2.7 The different qualification ages for
the guarantee and savings credits add to the complexity of an
already over-complex benefit. Women in their early 60s who are
living alone and have supplemented their basic State Pension consider
the non-availability of the savings credit to be unfair. It is
also a disincentive to their doing some part-time work.
A client of a bureau in Staffordshire had been
receiving incapacity benefit when she reached 60, and moved on
to State Retirement Pension. She had an occupational pension that
made her income too high for the guarantee credit, but if she
were over 65 she would have been entitled to receive savings credit.

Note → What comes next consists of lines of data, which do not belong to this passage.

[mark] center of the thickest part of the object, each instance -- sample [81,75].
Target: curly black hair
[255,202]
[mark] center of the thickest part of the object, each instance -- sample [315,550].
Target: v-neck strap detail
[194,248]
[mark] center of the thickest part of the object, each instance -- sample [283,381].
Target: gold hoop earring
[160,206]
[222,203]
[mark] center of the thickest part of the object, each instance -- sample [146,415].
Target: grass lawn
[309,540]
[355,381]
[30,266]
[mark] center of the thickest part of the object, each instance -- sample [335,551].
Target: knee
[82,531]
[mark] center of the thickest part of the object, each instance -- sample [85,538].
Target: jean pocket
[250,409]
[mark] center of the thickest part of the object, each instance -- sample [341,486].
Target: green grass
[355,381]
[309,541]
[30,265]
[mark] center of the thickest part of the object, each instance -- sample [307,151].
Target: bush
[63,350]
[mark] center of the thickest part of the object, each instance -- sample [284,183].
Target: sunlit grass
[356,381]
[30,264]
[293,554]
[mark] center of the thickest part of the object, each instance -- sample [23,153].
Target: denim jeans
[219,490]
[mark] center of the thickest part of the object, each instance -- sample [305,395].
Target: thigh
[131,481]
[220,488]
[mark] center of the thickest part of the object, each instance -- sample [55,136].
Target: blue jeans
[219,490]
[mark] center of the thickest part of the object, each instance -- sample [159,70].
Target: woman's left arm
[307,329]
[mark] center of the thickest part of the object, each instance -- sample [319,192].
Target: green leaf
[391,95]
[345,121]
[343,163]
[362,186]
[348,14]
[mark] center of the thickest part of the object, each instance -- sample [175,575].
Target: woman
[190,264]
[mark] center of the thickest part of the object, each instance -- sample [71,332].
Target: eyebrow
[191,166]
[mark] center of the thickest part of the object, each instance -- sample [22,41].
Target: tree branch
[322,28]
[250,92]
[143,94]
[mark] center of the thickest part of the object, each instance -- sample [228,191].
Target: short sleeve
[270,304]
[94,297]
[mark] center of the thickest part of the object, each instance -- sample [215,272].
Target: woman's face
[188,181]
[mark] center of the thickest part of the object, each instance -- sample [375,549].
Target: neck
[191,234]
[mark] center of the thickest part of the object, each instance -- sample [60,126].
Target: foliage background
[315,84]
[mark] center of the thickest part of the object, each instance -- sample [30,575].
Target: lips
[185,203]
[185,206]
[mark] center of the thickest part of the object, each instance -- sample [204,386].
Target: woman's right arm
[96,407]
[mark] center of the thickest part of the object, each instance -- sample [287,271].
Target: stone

A man in similar circumstances would retain his IB to age 65 and
then qualify for savings credit at the same time as receiving
his State Retirement Pension.
We consider that the savings credit should become
payable at 60.
2.8 The relaxation of the tariff income
for savings is welcome, but the rate of £2 per week for each
£1,000 of savings above £6,000 still represents over
10% per annum, more than double the income that the pensioner
is actually likely to be receiving. Pensioners resent this, especially
as this income has been re-titled "assumed income" which
they consider dishonest. They point out that no financially literate
person would make such an assumption.
A client of a bureau in Derbyshire had savings
valued at £38,949 and his Pension Credit calculation showed
an assumed income of £66 per week. The client felt this was
very unfair as the actual interest he received (and which had
been notified to the Pension Service) was far less.
The Government should reduce the assumed income
on capital to a rate that reflects the income that is actually
likely to be obtained. If it is not prepared to do this, and considers
that pensioners with savings over £6,000 should have to run
these savings down, it should revert to the old description of
"tariff income".
2.9 The differential passporting arrangements
from guarantee credit and savings credit are inconsistent and
confusing.
guarantee credit passports to full
remission of all health charges, but savings credit recipients
must submit themselves to the means test of the NHS low-income
scheme. But the generally more restrictive Social Fund allows
applications from all Pension Credit recipients. We consider that
all Pension Credit recipients should be exempt from health charges.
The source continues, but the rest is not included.